洗浄剤は、対象物の材質や構造、付着している汚染の特徴、洗浄方法などを考慮して選択します。手術器械及びケースの汚染は、主に血液や体液などのタンパク質と考えられます。食器用洗剤は、食品中の脂肪、油性の汚染を対象にした製品で、血液等の汚染除去を目的とした製品ではありません。実際に、食器用洗浄剤と医療用洗浄剤の洗浄力を比較し、食器用洗浄剤の能力が明確に劣ることは報告されています1,2)。したがって、食器用洗剤は、医療器材の洗浄剤としては認められません。

洗浄剤は、pHから、アルカリ性洗浄剤、中性洗浄剤(医療用酵素洗浄剤)、酸性洗浄剤に分類されます。医療器械の洗浄は、洗浄効果が一定である機械洗浄が望ましいですが、今回のようにやむを得ず用手洗浄を行う場合は、酵素が配合された中性洗剤を選択することが推奨されます。ご質問のケースの材質が不明ですが、中性洗浄剤はステンレスやアルミ、プラスチックなど幅広く適用しており、酵素配合であればより洗浄効果が期待できます。また、作業者の人体への影響については皮膚刺激性が少ないため、用手洗浄に適しています3,4)。なお、酵素洗浄剤は、効力を発揮するためには温度管理や濃度管理も重要になりますので、使用方法について取扱説明書やメーカーに確認して、適切に使用してください。

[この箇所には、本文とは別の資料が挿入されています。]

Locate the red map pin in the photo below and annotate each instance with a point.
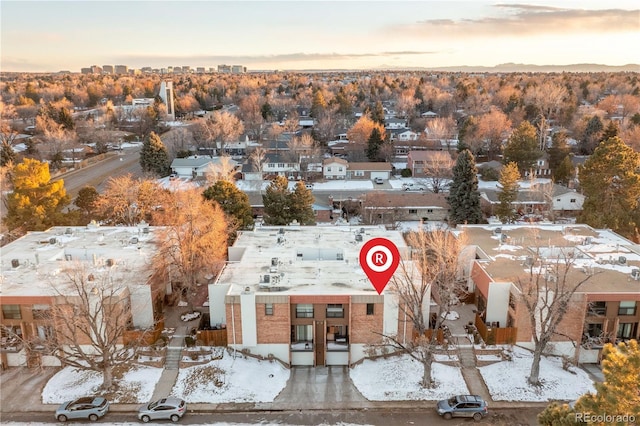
(379, 259)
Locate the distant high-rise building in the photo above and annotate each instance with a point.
(166, 94)
(238, 69)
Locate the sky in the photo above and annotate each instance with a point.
(49, 36)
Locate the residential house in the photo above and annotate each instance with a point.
(603, 309)
(197, 166)
(281, 165)
(298, 294)
(368, 170)
(422, 163)
(35, 278)
(383, 207)
(334, 168)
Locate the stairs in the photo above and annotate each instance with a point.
(174, 353)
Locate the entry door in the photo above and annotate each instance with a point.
(320, 342)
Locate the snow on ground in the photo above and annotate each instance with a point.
(229, 380)
(507, 380)
(70, 383)
(398, 379)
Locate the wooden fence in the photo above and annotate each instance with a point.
(496, 335)
(212, 337)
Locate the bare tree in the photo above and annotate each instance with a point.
(128, 201)
(432, 271)
(438, 170)
(91, 313)
(547, 292)
(193, 242)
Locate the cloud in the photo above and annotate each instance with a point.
(526, 20)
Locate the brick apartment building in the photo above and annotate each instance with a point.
(604, 309)
(300, 295)
(34, 278)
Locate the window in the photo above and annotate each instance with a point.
(627, 308)
(627, 330)
(304, 333)
(40, 311)
(11, 312)
(597, 308)
(594, 330)
(335, 311)
(304, 311)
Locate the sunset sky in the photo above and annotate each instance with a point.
(265, 35)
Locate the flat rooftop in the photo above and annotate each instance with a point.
(34, 265)
(504, 252)
(298, 260)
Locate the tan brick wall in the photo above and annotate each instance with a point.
(364, 327)
(234, 319)
(273, 328)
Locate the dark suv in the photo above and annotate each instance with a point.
(463, 406)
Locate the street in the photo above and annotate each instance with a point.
(419, 416)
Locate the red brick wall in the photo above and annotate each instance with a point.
(273, 328)
(231, 319)
(363, 326)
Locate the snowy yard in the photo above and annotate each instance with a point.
(507, 380)
(398, 379)
(229, 380)
(136, 386)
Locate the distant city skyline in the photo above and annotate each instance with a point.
(51, 36)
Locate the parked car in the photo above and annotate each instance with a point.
(166, 408)
(463, 406)
(89, 407)
(414, 187)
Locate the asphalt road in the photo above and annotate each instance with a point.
(502, 417)
(96, 175)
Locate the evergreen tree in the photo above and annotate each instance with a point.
(36, 203)
(558, 151)
(86, 200)
(7, 154)
(374, 144)
(233, 201)
(610, 131)
(276, 202)
(154, 156)
(619, 394)
(377, 113)
(318, 104)
(464, 197)
(301, 205)
(522, 147)
(610, 181)
(508, 193)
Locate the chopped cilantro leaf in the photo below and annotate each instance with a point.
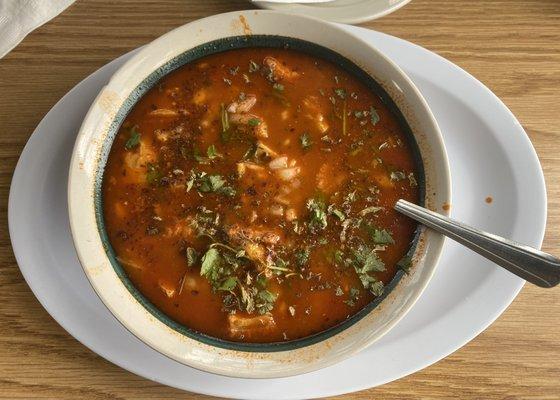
(153, 174)
(369, 210)
(305, 141)
(382, 237)
(366, 260)
(318, 215)
(302, 257)
(211, 267)
(412, 180)
(229, 284)
(211, 183)
(212, 152)
(340, 93)
(397, 176)
(192, 256)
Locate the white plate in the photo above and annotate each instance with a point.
(490, 155)
(345, 11)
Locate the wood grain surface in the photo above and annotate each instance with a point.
(511, 46)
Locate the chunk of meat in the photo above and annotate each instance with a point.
(200, 96)
(255, 252)
(243, 106)
(279, 71)
(252, 122)
(267, 150)
(166, 288)
(137, 161)
(311, 104)
(162, 135)
(245, 326)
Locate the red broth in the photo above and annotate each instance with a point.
(249, 195)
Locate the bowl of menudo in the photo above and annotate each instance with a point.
(232, 187)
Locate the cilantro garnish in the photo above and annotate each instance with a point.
(305, 141)
(318, 215)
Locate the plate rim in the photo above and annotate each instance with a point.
(308, 10)
(11, 205)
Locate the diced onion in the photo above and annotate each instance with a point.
(287, 174)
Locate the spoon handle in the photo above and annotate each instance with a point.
(531, 264)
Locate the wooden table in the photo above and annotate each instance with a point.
(512, 46)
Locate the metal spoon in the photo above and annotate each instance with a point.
(531, 264)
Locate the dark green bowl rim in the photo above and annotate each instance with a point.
(198, 52)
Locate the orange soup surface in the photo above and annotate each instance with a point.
(249, 195)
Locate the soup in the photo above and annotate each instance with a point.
(249, 195)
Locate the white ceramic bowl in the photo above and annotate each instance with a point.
(140, 317)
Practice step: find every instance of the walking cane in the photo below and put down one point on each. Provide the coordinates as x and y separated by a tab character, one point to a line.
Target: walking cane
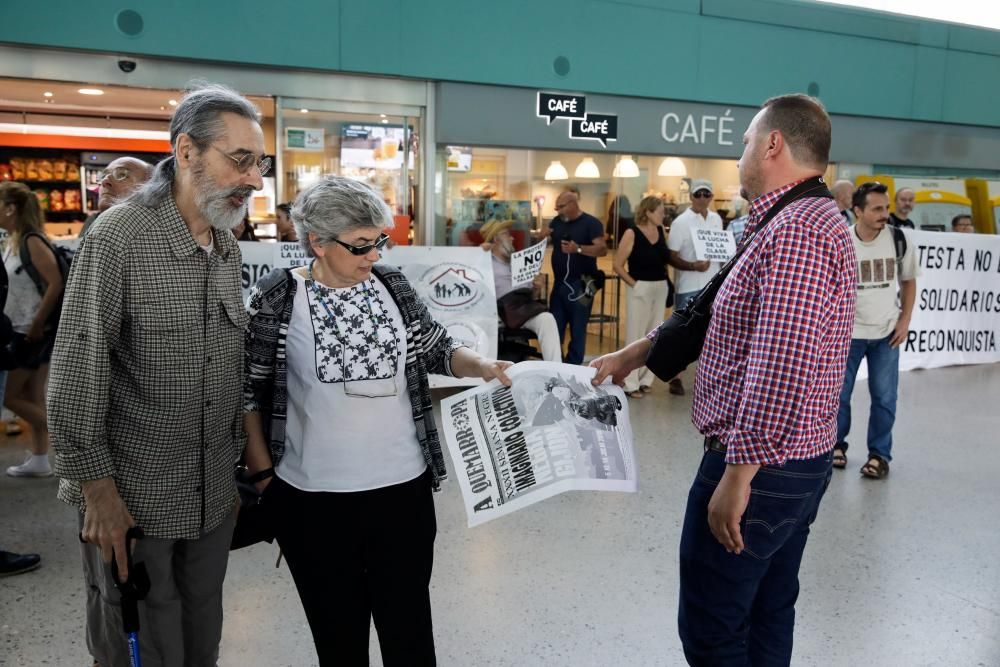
132	591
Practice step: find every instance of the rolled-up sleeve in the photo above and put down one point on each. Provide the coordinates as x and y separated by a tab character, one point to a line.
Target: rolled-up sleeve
80	373
437	345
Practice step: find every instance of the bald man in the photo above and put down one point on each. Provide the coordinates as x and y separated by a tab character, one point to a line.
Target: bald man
905	198
843	192
577	240
118	180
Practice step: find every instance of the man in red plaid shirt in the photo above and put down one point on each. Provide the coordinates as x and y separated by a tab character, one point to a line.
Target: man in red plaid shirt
765	398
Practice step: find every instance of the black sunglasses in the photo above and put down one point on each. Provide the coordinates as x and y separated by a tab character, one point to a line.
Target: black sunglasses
359	250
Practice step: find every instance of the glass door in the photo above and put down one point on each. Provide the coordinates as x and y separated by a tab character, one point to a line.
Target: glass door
380	149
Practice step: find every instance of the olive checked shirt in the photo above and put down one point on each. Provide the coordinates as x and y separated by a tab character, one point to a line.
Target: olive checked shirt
147	372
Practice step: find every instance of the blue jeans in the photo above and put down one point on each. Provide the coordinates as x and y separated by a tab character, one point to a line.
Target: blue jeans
680	300
567	311
883	382
740	610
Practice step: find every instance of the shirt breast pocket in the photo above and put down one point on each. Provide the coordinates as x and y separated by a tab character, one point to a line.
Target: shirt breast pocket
168	346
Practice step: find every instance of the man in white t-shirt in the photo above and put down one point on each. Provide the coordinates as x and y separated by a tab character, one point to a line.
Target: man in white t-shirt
691	273
887	261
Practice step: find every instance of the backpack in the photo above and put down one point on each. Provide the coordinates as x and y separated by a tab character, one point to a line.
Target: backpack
64	258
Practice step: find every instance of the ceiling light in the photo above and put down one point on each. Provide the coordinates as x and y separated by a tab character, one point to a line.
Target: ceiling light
626	168
672	166
74	131
556	172
587	169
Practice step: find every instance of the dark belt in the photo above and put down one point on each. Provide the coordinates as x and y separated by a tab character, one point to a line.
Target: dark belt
716	445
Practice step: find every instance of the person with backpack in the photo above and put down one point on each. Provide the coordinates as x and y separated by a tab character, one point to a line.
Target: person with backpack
886	263
36	275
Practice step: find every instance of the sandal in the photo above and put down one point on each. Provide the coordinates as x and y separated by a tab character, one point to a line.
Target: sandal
875	468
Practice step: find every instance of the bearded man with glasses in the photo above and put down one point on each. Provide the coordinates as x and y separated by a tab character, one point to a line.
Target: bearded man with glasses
145	393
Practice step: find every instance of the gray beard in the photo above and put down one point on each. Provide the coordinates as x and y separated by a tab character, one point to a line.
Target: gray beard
214	204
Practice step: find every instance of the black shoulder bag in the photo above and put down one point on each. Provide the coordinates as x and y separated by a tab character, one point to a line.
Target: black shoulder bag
680	338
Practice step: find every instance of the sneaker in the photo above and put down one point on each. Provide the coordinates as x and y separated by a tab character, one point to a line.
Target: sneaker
33	466
11	563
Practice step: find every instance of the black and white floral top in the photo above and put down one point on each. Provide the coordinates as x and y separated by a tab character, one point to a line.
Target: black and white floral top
428	349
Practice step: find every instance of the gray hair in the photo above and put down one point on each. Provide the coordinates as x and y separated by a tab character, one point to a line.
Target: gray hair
335	205
199	115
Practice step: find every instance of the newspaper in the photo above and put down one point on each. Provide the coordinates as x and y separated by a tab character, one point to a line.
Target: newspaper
551	431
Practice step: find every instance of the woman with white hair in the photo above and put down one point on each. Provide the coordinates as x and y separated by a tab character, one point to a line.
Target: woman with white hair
337	403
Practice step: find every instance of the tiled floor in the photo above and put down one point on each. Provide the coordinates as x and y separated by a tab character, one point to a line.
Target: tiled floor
900	572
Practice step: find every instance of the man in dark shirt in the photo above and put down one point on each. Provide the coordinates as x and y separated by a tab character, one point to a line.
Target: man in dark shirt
904	204
577	241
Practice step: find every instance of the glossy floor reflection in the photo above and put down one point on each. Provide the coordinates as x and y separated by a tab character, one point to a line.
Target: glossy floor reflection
898	572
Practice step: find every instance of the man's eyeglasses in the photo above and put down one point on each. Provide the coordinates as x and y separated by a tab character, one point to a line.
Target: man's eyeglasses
118	174
247	161
359	250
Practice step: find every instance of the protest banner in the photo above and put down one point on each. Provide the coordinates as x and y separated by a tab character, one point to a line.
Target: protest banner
526	264
456	285
956	318
258	260
716	245
552	431
289	254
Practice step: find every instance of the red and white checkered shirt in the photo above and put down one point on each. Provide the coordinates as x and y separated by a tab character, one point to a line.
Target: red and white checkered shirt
770	373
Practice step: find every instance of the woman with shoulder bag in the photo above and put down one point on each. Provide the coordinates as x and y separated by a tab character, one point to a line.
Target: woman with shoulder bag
337	401
29	307
644	247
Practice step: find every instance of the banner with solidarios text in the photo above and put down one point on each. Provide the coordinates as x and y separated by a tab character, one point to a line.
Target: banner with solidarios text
956	318
551	431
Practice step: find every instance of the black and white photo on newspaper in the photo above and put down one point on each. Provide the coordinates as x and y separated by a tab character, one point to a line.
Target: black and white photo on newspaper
551	431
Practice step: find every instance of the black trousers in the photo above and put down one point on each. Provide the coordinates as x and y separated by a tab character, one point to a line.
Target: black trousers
358	556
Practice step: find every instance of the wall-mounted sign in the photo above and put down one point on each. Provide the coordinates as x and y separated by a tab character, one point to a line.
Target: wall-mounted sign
582	125
304	138
559	105
698	128
599	127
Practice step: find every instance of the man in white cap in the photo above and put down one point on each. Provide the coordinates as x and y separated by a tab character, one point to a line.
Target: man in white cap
691	274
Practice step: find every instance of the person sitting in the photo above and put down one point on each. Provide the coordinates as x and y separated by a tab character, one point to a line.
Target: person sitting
498	240
337	401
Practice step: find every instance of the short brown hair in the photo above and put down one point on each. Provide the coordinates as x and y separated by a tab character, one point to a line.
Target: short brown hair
804	124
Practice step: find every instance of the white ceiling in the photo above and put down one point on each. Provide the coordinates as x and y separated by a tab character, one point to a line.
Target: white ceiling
26	95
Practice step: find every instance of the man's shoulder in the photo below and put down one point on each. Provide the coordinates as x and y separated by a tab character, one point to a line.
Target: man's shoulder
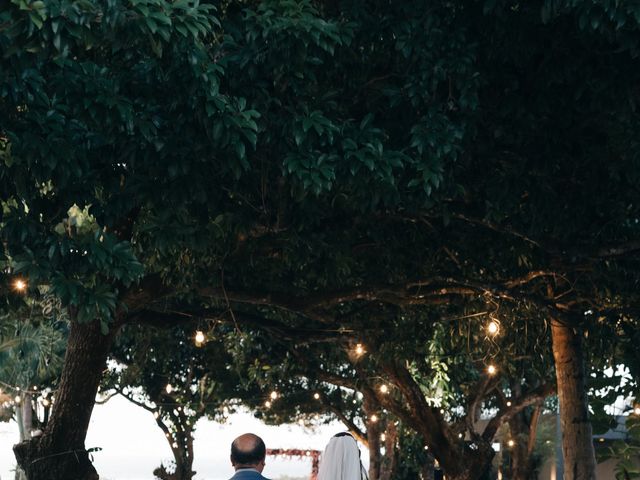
248	475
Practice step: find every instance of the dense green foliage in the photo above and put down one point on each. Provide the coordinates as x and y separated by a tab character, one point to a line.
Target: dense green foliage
331	171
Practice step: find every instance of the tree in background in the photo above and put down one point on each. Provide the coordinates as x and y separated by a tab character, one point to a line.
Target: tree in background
308	156
179	378
32	339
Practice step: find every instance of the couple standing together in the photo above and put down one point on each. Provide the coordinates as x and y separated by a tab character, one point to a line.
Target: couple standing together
340	459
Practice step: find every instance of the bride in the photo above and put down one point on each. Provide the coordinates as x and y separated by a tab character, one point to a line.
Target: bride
341	460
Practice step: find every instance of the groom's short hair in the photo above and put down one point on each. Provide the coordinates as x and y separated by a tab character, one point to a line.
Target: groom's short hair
248	449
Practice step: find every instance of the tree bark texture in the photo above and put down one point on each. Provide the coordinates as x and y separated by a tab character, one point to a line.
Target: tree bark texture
59	453
577	438
373	438
523	428
391	453
459	460
181	444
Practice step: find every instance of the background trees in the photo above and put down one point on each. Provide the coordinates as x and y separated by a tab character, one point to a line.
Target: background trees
307	166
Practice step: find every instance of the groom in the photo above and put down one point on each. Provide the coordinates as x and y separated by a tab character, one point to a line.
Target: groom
247	457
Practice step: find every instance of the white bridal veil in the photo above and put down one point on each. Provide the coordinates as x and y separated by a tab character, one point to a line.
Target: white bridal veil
341	460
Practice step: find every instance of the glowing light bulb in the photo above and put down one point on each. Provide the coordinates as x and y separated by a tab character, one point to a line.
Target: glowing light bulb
493	327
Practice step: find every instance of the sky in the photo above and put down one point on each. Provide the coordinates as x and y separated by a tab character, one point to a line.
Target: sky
133	445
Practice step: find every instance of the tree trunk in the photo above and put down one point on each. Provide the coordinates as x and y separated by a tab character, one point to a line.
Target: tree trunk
181	444
390	460
577	439
523	430
60	452
373	438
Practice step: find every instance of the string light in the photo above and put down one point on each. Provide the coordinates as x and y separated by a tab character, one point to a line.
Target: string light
20	285
493	328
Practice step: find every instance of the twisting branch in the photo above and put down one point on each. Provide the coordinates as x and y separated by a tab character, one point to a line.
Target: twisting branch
534	397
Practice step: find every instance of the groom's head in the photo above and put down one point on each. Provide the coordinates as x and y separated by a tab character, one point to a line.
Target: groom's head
248	451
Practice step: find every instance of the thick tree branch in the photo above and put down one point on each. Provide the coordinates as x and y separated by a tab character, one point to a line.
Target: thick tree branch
534	397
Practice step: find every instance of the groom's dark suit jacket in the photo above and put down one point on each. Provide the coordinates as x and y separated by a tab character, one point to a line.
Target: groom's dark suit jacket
248	474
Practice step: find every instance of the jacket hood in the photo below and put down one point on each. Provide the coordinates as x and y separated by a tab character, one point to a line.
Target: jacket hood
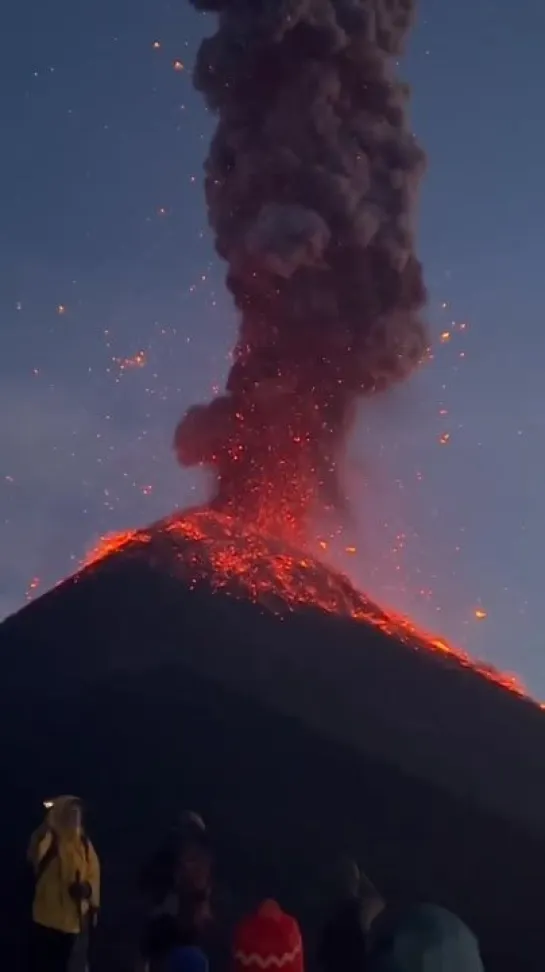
56	809
427	939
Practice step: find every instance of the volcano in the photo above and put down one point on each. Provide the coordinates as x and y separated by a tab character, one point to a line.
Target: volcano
197	663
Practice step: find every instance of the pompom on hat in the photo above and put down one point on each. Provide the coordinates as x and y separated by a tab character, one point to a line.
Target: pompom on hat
268	939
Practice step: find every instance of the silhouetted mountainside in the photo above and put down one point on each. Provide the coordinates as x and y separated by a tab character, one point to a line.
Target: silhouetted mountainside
298	738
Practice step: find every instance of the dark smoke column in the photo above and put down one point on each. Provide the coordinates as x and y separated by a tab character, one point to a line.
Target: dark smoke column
311	183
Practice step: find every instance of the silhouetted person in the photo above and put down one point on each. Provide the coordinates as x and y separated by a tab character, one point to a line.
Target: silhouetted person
343	944
422	938
176	886
67	886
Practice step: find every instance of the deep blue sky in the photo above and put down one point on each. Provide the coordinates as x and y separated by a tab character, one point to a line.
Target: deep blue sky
100	133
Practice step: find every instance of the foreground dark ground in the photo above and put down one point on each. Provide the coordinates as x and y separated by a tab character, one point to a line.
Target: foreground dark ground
145	698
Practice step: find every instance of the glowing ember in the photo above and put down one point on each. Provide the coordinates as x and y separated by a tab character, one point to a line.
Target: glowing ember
207	546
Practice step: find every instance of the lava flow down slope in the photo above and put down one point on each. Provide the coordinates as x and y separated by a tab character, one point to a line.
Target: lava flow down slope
196	663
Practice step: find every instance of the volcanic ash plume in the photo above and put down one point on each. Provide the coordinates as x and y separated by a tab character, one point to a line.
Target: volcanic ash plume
311	182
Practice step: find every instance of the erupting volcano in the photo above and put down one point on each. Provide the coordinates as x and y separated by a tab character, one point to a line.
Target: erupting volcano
206	547
311	181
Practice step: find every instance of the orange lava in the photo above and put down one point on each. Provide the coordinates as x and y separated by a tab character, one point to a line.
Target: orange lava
204	545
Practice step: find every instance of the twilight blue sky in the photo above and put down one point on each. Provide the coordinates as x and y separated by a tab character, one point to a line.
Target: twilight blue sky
105	253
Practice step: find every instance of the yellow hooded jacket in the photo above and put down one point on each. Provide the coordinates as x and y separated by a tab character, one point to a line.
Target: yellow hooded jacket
72	858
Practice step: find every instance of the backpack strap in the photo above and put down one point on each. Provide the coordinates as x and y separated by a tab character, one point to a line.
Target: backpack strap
49	856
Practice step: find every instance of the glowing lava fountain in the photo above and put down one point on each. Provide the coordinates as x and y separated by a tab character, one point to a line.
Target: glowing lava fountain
203	545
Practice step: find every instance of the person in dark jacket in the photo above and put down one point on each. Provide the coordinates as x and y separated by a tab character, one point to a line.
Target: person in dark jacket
424	938
176	886
343	943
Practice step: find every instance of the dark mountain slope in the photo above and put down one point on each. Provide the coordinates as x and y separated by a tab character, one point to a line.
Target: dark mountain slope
297	738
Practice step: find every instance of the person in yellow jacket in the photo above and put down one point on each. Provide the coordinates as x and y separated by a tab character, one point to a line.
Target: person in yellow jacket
67	885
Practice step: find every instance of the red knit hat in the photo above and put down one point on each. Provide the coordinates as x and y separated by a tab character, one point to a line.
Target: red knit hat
268	940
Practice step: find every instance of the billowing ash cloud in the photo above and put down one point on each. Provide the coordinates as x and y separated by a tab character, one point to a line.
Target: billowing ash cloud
311	183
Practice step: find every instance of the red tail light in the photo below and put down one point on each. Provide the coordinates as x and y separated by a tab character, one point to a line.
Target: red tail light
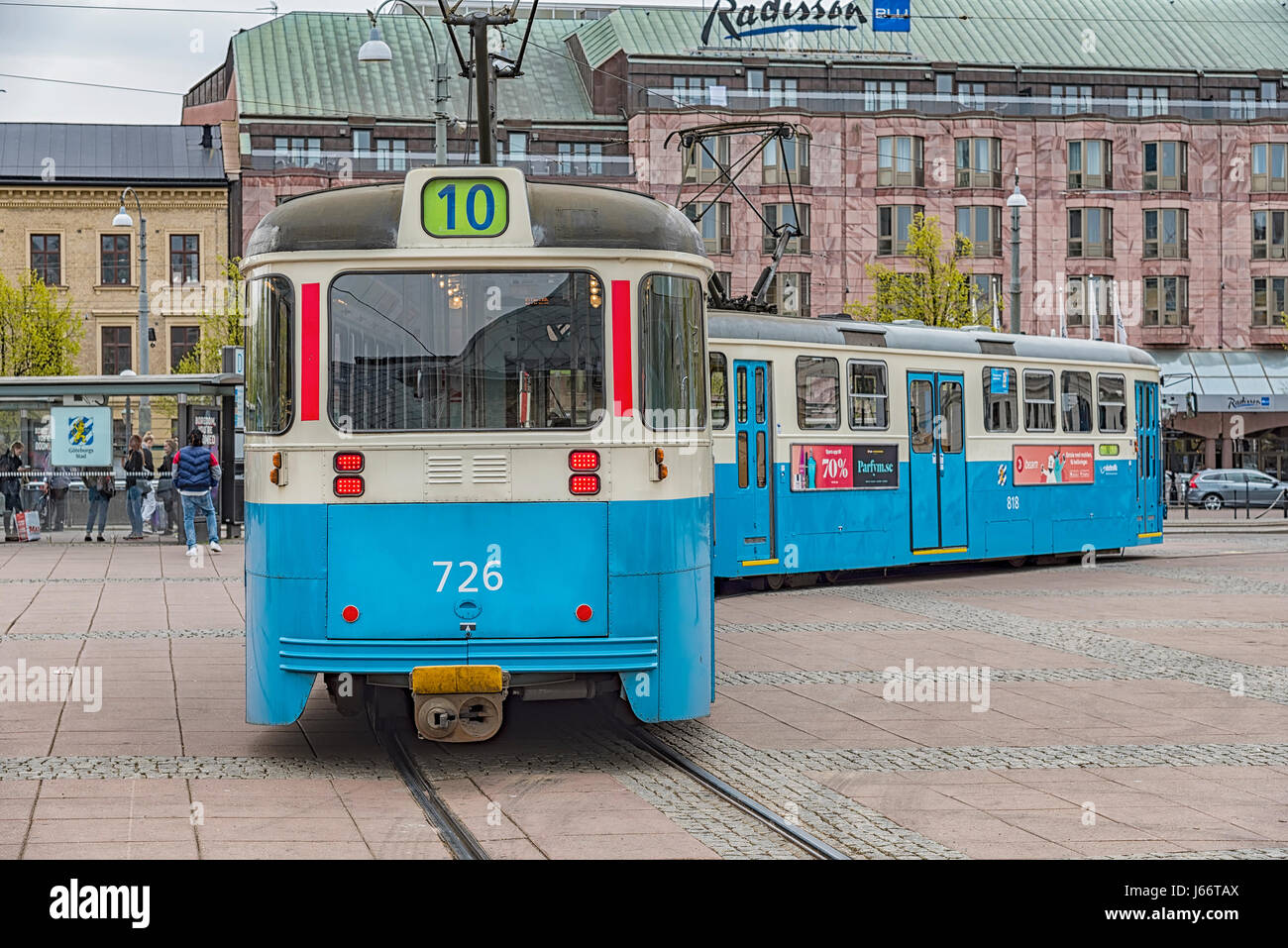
349	462
348	485
584	483
584	460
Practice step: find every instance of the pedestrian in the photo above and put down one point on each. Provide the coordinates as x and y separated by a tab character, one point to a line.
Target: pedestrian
101	484
196	472
134	473
11	484
149	484
58	485
166	493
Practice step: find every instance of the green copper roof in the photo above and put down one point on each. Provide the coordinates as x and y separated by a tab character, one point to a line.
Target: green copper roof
307	64
1211	35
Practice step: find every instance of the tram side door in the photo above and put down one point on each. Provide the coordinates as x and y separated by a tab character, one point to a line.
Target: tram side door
936	462
1147	474
754	458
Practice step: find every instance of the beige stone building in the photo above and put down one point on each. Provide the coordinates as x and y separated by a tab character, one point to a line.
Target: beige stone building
59	189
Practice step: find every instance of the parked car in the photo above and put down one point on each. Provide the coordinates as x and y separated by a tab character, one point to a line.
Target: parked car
1237	487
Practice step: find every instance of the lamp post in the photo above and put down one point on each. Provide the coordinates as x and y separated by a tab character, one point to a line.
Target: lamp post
123	219
376	51
1016	201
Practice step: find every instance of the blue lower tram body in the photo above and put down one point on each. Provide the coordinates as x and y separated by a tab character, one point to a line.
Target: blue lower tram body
482	583
862	528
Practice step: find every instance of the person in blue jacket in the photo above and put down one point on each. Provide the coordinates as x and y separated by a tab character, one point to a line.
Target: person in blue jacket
196	472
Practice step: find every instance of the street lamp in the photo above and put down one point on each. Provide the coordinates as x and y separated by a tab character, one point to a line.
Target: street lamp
376	51
123	219
1016	201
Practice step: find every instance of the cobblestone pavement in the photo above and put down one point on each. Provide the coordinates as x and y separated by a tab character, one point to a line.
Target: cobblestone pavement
1137	707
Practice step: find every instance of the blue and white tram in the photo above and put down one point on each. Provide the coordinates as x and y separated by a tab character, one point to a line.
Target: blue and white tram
477	451
846	446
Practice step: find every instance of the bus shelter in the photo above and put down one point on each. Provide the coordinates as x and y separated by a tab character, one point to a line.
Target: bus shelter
106	411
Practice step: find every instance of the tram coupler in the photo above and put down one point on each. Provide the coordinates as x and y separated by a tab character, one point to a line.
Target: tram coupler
458	703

その他の洗浄剤について、アルカリ性洗浄剤は、多種の有機物の洗浄に適しており、一般的な医療用洗浄剤としてウォッシャーディスインフェクターや超音波洗浄機などに使用されます。特徴として、アルミや真鍮などの非鉄金属を腐食する、人体に刺激性があるため、使用には考慮が必要です。酸性洗浄剤は、さびや水垢などの洗浄に適しています。金属に対する腐食性が強く、使用時には器材への影響を考慮します。

引用文献
  1. 医療現場における洗浄:中央滅菌材料室編.クリーンケミカル,2003.9,p52.
  2. 西川優子、伏見了、岡本昇、竹岡亜華理、高橋遼平他、全国134病院のアンケート調査から知りえた用手洗浄方法と使用洗浄剤の実態.医療関連感染.2018;Vol.11 No.1:1-6
  3. 鋼製小物の洗浄ガイドライン2004、日本医科器械学会刊行、病院サプライVol.9、No.1別冊
  4. 日本規格協会,ISO/JIS規格準拠ヘルスケア製品の滅菌及び滅菌保証,2011

岡﨑 悦子(横浜市立市民病院 感染管理室 副室長)
2021年07月
感染と消毒ホームページ事務局(幸書房内)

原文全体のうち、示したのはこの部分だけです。